Army Wounded Warrior Program's Soldiers and Families Identify Top Five Issues in Soldier Care
July 27, 2009
Alexandria, Va. - More than 60 severely wounded soldiers, veterans, and their family members came together recently at the fifth Army Wounded Warrior Program (AW2) Symposium and identified the following top five issues that should be addressed to advance wounded soldier care:
1. Concurrent receipt of retired and Veterans Affairs (VA) disability pay
2. Comprehensive psychoeducation for post traumatic stress disorder (PTSD)/traumatic brain injury (TBI) servicemembers, family members, and caregivers
3. Veterans Affairs (VA) education for Army Wounded Warrior Program Advocates
4. Stipend for primary caregivers of ill/injured servicemembers
5. Community support coordinators in geographically dispersed areas
The final issues were announced at the conclusion of the AW2 Symposium, which took place from July 8-14 in San Antonio, Texas.

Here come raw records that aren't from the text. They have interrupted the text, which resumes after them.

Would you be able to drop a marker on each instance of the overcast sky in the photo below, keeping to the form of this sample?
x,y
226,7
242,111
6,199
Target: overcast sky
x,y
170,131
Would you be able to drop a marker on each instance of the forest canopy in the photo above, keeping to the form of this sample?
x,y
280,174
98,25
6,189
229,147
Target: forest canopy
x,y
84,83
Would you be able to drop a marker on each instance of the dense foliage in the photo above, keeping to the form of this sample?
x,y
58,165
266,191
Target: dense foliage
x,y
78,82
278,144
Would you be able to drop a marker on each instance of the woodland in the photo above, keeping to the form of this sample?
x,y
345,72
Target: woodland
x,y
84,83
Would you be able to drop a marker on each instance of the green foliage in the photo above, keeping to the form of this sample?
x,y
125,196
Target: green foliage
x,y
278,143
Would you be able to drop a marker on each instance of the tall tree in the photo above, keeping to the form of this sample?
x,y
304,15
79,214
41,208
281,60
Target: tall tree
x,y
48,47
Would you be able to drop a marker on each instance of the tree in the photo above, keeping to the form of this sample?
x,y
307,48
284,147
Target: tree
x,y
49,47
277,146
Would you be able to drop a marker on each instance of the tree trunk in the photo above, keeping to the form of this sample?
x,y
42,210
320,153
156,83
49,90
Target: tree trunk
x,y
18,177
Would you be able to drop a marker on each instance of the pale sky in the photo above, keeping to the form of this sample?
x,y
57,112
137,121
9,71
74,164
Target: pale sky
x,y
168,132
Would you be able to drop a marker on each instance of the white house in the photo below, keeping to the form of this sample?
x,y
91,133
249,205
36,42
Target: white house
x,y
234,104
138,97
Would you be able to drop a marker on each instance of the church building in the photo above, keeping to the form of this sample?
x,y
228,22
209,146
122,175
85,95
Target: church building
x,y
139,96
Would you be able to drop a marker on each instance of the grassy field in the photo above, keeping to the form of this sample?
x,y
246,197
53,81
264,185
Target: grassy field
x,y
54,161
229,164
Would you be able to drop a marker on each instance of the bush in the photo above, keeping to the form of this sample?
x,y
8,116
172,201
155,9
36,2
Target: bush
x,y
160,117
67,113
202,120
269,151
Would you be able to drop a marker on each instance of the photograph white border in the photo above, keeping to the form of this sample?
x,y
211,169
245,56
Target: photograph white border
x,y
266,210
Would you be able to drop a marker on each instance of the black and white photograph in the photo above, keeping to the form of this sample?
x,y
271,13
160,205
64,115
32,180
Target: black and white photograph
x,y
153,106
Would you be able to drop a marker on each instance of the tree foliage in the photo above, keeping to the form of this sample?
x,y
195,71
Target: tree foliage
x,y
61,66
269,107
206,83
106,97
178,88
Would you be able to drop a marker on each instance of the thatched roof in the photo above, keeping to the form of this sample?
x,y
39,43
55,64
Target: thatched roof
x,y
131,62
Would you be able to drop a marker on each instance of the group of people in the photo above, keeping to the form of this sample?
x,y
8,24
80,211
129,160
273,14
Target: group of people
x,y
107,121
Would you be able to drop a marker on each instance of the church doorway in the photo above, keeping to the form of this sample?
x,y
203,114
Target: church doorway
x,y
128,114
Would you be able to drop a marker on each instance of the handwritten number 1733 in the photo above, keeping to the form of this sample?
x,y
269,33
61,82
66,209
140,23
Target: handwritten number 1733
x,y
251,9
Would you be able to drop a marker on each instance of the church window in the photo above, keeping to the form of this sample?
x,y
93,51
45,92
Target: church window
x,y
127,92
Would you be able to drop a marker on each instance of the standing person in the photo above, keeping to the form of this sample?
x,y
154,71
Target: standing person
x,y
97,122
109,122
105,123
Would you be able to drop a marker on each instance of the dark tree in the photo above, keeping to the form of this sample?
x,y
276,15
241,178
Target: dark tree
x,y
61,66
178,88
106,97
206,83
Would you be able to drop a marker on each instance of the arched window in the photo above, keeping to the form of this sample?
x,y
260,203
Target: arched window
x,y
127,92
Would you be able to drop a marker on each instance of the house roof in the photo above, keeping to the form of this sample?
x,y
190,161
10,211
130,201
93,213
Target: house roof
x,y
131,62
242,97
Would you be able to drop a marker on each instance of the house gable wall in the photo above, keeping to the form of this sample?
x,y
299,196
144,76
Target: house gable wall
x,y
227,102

The AW2 Symposium is part of the Army's overall mission to improve care of wounded, injured and ill soldiers based on the needs and input of wounded soldiers and their families.
The final 2009 AW2 Symposium issues were chosen from more than 70 topics that were discussed in focus groups with categories including: medical, careers, family, and Department of Veteran Affairs (VA). With subject matter experts on site, each focus group discussed issues in one category and then all the groups came together to vote on the top five overall issues. Issues raised at previous symposiums have subsequently been resolved, resulting in solutions ranging from expanded facilities to treat traumatic brain injuries to the establishment of Soldier Family Assistance Centers.
"The severely wounded soldiers, veterans, and their families who gathered in Texas as AW2 Symposium delegates put in five days of intense work," said Army Wounded Warrior Program Director Col. Jim Rice. "The input gathered from delegates at this year's AW2 Symposium is priceless. I am proud of their efforts and am dedicated to seeing these issues progress to resolution."
As part of the focus on the families of the severely wounded, the children of AW2 delegates were also included in the Symposium. The children participated in a week-long urban adventure camp for the duration of the Symposium, made possible by collaboration with the National Military Family Association's (NMFA) Operation Purple© camp.
AW2 Symposium delegate and spouse, Desirea Jones, spokesperson for medical issues group stated, "I came here not expecting much of anything, wanting to forget that my husband was in the Army. Now I'm so proud of his service and so grateful that I've had a chance to make things better for my family and the other families - and those that will follow."
For the last five years, AW2 has assisted and advocated for the most severely wounded, injured and ill soldiers, veterans, and their families by providing personalized support for as long as it takes, wherever they are located - regardless of their military status. Personalized support is provided through more than 120 local AW2 Advocates who connect soldiers and veterans with resources and assist in their transition to life post-injury. AW2 assists the unique population of soldiers who have, or are expected to receive, an Army disability rating or 30% of greater in one or more specific categories or a combined rating of 50% or greater for conditions that are the result of combat or are combat related. Typical injuries include limb loss, burns, post traumatic stress disorder, traumatic brain injury, paralysis, and vision loss.